Milestone 3 - Completing the Scanner
Due at the beginning of your next lab period
Each team member is to your scanner in your chosen implementation programming language. The scanner should be written according following the outline covered in class. If your team is would like to consider doing a variation, you must clear it first with the instructor.
Public Scanner Methods
The driver (main method and eventual parser) must have access to the following methods:
openFile
Remember that your program must run on esus regardless of the platform on which it is being developed. In this case, the main program or method should be the driver, which should start executing with something like Linux command line
mp source-code-file.pas
where source-code-file is a command-line parameter that is the filename (actually the path name of that file relative to the directory in which the executable mp exists) of the text file the scanner will be scanning.
getToken
This method is to return the next token in the input file. Tokens can best be implemented as an enumerated type.
getLexeme
This method is to return the current lexeme, namely the string that was matched when the current token was scanned.
getLineNumber
This method is to return the line number in which the first character in the lexeme for the current token was scanned.
getColumnNumber
This method is to return the column number of the first character of the lexeme for the current token.
Driver Output
Design the driver to continuously retrieve tokens from the scanner and to print a token file. The token file is to be a standard text file with one line per scanned token containing the following information in this order, spaced nicely so that the output is easy to read, as given below.

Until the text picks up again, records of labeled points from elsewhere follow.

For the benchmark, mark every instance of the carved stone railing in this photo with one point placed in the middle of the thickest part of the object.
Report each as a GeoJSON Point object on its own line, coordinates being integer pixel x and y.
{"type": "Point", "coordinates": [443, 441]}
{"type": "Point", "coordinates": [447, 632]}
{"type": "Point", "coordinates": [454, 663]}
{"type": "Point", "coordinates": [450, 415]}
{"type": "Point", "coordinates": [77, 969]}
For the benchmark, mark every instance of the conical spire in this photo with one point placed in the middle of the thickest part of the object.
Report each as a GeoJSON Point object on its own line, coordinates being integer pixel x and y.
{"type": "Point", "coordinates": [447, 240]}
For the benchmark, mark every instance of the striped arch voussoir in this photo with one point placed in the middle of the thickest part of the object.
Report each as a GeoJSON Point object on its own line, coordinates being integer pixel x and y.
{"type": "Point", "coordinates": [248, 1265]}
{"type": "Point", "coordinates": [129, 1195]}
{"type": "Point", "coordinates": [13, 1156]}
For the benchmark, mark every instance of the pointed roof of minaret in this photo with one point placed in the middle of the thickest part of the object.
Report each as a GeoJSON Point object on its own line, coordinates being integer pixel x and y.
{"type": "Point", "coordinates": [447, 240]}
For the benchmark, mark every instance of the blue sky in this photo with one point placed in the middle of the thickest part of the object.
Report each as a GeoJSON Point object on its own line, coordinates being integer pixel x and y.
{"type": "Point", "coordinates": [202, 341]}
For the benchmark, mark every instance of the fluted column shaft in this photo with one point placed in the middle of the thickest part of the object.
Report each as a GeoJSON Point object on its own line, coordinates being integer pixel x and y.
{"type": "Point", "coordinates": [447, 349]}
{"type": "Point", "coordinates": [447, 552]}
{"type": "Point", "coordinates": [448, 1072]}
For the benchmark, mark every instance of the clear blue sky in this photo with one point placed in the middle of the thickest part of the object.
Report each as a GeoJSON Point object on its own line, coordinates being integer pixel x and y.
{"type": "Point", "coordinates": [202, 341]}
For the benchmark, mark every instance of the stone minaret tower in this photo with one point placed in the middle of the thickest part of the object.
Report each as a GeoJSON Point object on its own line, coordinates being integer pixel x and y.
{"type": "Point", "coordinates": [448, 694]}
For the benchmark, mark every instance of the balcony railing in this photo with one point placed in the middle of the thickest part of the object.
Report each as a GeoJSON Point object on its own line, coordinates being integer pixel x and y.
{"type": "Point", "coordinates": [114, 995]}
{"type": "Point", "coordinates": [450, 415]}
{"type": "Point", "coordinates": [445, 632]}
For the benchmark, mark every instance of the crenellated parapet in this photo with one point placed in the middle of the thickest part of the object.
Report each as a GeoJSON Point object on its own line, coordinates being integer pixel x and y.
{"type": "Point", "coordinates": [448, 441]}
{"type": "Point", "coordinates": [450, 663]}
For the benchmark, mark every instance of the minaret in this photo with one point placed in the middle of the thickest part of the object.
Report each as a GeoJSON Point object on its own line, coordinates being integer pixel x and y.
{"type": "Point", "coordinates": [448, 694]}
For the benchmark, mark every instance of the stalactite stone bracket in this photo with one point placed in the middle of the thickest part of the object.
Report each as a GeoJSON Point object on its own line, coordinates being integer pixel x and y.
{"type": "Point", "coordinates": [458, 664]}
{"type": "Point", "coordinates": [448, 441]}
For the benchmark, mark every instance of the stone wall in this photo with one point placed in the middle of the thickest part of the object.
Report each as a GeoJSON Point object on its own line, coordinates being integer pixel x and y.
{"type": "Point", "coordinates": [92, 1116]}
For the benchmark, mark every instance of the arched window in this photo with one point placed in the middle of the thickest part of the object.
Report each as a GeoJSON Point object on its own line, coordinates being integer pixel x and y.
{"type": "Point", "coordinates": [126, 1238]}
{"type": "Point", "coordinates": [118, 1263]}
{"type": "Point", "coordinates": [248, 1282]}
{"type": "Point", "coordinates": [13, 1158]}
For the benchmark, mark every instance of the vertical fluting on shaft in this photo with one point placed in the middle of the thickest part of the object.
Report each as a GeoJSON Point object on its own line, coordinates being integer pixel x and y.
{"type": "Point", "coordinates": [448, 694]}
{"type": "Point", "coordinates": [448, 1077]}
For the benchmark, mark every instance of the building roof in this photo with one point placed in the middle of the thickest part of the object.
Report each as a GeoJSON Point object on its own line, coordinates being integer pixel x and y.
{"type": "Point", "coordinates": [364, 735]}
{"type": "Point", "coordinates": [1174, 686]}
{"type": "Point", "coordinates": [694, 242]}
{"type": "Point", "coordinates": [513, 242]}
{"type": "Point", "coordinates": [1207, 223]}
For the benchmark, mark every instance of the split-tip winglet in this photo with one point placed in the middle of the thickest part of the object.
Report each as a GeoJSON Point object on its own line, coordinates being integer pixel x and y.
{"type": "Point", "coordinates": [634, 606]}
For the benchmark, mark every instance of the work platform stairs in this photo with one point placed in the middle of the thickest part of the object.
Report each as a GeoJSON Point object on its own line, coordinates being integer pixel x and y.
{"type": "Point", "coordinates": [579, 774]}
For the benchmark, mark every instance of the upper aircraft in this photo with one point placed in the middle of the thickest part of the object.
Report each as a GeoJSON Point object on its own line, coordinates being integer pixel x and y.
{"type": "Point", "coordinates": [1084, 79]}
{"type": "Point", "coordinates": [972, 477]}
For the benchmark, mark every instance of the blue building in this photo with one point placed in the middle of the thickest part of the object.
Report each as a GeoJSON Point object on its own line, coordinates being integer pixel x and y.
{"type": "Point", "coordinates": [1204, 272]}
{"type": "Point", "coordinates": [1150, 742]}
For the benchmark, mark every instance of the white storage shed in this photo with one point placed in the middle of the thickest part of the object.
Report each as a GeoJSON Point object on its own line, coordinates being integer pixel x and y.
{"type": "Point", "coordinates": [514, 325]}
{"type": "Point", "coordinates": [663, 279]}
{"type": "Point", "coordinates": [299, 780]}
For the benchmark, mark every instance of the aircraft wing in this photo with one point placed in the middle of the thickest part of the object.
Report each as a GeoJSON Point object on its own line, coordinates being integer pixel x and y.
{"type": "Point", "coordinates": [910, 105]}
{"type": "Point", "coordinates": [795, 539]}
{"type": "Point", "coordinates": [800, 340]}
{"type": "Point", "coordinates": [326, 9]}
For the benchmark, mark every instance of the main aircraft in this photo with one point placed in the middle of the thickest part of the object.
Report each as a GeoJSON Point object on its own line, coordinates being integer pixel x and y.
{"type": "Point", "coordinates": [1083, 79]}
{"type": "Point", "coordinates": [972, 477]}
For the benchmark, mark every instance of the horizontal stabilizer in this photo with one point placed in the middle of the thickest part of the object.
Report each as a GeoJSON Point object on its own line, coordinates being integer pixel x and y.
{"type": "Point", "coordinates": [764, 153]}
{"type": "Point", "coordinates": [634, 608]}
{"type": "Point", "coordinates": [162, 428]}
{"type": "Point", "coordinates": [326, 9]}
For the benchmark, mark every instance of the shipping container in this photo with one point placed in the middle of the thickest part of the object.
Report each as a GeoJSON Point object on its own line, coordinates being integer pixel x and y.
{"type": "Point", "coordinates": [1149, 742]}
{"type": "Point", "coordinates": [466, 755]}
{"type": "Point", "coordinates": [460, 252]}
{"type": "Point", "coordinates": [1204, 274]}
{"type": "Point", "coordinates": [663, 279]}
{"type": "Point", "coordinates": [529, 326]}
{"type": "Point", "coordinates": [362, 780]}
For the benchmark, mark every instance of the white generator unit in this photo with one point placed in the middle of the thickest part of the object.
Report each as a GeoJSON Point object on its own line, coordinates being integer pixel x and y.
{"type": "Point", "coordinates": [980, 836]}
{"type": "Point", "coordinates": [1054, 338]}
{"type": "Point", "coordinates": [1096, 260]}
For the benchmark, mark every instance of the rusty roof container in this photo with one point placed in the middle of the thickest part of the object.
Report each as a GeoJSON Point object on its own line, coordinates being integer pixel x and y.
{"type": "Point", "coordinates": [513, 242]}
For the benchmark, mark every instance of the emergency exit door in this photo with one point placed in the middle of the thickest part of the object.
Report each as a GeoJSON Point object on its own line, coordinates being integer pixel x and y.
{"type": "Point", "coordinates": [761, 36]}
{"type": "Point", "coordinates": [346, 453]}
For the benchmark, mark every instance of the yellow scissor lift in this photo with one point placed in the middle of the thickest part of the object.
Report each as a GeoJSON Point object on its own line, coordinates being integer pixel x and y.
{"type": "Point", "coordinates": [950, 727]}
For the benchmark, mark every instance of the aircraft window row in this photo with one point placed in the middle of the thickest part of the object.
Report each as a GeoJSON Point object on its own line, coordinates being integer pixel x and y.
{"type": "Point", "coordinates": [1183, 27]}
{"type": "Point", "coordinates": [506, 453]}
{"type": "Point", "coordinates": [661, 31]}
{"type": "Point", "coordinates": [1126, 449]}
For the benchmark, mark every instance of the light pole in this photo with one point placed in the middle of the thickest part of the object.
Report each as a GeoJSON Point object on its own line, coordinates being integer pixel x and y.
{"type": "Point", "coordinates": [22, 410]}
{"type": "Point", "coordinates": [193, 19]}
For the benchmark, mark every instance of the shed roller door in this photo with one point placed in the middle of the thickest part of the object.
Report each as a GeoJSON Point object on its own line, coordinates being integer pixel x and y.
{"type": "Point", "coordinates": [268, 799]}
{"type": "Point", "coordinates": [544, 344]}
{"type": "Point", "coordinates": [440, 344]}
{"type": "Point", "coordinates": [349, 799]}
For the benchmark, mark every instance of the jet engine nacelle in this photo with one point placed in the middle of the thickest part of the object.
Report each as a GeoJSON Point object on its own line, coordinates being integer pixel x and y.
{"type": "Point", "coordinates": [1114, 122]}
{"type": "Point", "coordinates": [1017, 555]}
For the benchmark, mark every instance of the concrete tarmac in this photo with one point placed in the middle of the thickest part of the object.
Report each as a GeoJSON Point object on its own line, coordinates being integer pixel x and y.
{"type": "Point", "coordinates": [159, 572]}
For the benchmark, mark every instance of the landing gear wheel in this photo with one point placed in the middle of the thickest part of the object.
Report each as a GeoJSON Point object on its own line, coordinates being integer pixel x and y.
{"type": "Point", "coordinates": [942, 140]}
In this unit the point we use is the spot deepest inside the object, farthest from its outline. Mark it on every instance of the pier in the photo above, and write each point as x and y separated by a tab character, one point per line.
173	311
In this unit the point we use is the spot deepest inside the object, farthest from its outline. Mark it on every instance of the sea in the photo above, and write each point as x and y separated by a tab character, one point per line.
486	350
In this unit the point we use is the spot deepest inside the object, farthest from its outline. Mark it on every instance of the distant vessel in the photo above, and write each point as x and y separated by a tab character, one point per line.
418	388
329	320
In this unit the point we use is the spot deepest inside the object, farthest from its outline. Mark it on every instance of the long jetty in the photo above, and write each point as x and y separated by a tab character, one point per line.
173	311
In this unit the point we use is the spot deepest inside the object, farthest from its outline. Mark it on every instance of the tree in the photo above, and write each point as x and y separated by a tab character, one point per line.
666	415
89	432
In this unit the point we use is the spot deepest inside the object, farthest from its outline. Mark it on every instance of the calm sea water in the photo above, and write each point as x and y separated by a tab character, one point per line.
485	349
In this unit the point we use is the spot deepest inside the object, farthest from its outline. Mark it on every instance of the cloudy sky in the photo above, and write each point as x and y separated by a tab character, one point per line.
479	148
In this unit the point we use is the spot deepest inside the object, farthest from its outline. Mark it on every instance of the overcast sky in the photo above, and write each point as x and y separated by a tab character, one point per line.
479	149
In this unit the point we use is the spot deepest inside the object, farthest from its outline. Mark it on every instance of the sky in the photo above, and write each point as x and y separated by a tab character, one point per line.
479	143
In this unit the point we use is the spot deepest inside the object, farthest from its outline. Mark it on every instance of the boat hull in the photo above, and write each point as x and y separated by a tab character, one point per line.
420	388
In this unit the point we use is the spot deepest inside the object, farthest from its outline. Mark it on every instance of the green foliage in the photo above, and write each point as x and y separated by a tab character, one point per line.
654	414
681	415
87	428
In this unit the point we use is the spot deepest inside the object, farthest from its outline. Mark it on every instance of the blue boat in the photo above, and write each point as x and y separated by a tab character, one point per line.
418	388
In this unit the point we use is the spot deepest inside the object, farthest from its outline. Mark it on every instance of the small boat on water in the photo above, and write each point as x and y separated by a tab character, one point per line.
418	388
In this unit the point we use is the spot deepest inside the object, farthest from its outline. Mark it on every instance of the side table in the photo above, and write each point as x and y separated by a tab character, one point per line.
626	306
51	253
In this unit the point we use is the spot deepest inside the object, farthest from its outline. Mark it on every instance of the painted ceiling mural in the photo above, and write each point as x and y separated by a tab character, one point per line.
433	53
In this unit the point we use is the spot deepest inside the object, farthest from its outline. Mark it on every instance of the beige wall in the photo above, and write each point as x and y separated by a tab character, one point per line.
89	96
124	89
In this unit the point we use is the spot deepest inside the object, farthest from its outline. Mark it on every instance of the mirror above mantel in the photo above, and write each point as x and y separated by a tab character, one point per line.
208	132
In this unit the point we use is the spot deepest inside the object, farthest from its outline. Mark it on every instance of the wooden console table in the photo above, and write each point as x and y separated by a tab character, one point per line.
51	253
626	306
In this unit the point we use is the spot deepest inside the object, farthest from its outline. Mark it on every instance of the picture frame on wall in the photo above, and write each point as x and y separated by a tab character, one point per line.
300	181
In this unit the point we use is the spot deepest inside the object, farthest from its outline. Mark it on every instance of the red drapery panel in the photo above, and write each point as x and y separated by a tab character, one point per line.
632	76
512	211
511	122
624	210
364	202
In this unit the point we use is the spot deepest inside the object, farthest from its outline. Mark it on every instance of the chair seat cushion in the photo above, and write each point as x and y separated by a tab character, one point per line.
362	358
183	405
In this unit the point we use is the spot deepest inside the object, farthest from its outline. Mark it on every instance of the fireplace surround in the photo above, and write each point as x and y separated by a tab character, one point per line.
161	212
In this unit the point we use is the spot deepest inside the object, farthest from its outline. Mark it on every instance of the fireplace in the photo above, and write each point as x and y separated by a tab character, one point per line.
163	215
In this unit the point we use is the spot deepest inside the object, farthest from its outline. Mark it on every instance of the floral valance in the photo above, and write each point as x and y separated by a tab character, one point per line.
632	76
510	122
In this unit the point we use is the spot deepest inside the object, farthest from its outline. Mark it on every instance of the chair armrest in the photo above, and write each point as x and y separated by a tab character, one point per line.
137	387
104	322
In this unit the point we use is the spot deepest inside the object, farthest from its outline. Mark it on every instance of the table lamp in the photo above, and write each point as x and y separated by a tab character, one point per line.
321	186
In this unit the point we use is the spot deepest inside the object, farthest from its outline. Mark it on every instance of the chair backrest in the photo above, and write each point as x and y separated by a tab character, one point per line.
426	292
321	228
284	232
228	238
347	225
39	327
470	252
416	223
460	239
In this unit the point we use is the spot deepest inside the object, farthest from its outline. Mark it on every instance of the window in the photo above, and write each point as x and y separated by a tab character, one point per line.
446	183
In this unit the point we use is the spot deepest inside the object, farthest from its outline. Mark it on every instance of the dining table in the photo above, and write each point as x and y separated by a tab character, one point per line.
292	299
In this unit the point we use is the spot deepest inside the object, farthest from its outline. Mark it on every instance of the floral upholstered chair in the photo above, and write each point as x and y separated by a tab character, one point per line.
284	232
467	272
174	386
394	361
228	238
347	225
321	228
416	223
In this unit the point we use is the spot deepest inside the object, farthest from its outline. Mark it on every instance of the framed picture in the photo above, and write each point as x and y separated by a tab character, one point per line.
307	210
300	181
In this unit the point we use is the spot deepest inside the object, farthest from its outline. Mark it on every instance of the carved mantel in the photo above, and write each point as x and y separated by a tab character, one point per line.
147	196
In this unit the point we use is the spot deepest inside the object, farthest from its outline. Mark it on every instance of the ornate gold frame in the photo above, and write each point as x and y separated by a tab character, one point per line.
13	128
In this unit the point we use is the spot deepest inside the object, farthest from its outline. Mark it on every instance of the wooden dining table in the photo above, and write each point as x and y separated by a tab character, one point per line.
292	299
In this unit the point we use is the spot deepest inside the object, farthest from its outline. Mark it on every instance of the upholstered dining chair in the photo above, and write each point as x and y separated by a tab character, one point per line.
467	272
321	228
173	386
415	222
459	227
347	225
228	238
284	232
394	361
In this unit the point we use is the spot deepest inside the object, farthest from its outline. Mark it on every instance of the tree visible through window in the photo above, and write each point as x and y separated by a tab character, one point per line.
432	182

token 1 line number 1 column number 1 lexeme 1 token 2 line number 2 column number 2 lexeme 2 . . . token N line number N column number N lexeme N
where token 1 is the first token scanned, line number 1 is the number of the line on which the token was scanned, column number 1 is the column on that line where the token begins, and lexeme 1 is the lexeme corresponding to the token, and so on for each line. (Notice that scanner errors are not handled at this time.) For example, the first two lines of the output file might read
mp_begin 1 3 begin id 1 9 Number_Of_Students
Scanner Design
You must implement the scanner according to the design given in the lecture unless you have cleared a variation with the instructor. The scanner should have a standard dispatcher that first skips white space and then examines (but does not consume) the first non-white space character to select the proper finite state automaton for scanning the token.
Implement each finite state automaton (augmented for practicality) as a separate method.
The precondition for each finite state automaton is to be:
- The file pointer points the first character of the prospective token.
The postcondition for each finite state automaton is to be:
- The file pointer points to the first character following the lexeme scanned, and
- attribute token is set to the name of the scanned token, and
- attribute lexeme is set to the string that was matched for this token
- attribute lineNumber is set to the number of the source program line on which the first character of the lexeme was found, and
- attribute columnNumber is set to the number of the column of the line that holds the first character of the lexeme scanned.
Each finite state atutomaton is to use the structures given as options in class for doing so, and each team member is to implement their FSA's in the selected fashion so that the code all has the same appearance.
Notes
In Pascal,
- lexeme length is unbounded
- use the list of tokens posted on the class resource page to complete the scanner
- use the standard names of the tokens given for the list of tokens
- remember that Pascal is case insensitive. So when you scan an identifier, you must keep the same capitalization in the corresponding lexemes, but you can store all reserved word lexemes in the table of reserved words in lower case, and then when looking an identifier lexeme up in that table you can use your programming language's string toLower() method or equivalent to change the scanned lexeme to all lowercase for the check.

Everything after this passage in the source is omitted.